RAG begins with a knowledge base of relevant up-to-date information. Because data within an enterprise is frequently updated, the ingestion of documents into a knowledge base is a recurring process and could be scheduled as a job. Next, content from the knowledge base is passed to an embedding model such as Snowflake Arctic Embedding L that the sample deployment uses. The embedding model converts the content to vectors, referred to as embeddings. Generating embeddings is a critical step in RAG. The embeddings provide dense numerical representations of textual information. These embeddings are stored in a vector database. The default database is Milvus, which is RAFT accelerated. An alternative vector database is pgvector.

User Query and Response Generation

When a user query is sent to the inference server, it is converted to an embedding using the embedding model. This is the same embedding model that is used to convert the documents in the knowledge base. The database performs a similarity/semantic search to find the vectors that most closely resemble the user’s intent and provides them to the LLM as enhanced context. Because Milvus is RAFT accelerated, the similarity search is optimized on the GPU. Lastly, the LLM generates a full answer that is streamed to the user. This is all done with ease using LangChain and LlamaIndex.

The following diagram illustrates the ingestion of documents and generation of responses.

Diagram

LangChain enables you to write LLM wrappers for your own custom LLMs. NVIDIA provides a sample wrapper for streaming responses from an LLM running in NVIDIA NIM for LLMs. This wrapper enables us to leverage LangChain’s standard interface for interacting with LLMs while still achieving vast performance speedup from TensorRT-LLM and scalable and flexible inference from NIM for LLMs.
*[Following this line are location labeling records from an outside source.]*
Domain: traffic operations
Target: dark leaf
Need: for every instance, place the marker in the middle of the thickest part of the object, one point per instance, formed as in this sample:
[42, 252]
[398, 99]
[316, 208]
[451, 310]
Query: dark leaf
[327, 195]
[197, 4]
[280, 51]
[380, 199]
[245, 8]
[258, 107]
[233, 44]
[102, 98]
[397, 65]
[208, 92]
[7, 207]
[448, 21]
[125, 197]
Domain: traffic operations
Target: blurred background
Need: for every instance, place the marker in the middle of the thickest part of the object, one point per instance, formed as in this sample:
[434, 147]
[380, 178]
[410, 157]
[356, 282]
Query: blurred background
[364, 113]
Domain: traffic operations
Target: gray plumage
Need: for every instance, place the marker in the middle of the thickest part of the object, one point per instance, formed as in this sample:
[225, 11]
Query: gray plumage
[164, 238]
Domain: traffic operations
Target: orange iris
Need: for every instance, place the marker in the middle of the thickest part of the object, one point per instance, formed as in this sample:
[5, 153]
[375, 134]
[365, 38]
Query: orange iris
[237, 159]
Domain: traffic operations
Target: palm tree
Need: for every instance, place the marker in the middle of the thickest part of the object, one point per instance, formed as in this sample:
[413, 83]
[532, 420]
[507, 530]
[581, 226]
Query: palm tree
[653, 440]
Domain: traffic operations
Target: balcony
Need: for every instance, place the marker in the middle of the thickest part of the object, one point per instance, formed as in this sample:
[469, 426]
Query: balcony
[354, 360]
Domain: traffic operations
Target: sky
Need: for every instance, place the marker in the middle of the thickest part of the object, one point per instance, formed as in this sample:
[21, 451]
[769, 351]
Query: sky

A sample chat bot web application is provided in the sample deployment so that you can test the chat system in an interactive manner. Requests to the chat system are wrapped in API calls, so these can be abstracted to other applications.

An additional method of customization in the inference pipeline is possible with a prompt template. A prompt template is a pre-defined recipe for generating prompts for language models. The prompts can contain instructions, few-shot examples, and context that is appropriate for a given task. In our sample deployment, we prompt our model to generate safe and polite responses.

LLM Inference Server

The NVIDIA NIM for LLMs container downloads a model that is cached in a model repository. This repository is available locally to serve inference requests. After the container downloads the model, inference requests are sent from a client application. Python and C++ libraries provide APIs to simplify communication. Clients send HTTP/REST requests to NIM for LLMs using HTTP/REST or gRPC protocols.

Vector DB

Milvus is an open-source vector database built to power embedding similarity search and AI applications. The database makes unstructured data from API calls, PDFs, and other documents more accessible by storing them as embeddings.

When content from the knowledge base is passed to an embedding model, the model converts the content to vectors–referred to as embeddings. These embeddings are stored in the vector database. The sample deployment uses Milvus as the vector database. Milvus is an open-source vector database capable of NVIDIA GPU-accelerated vector searches.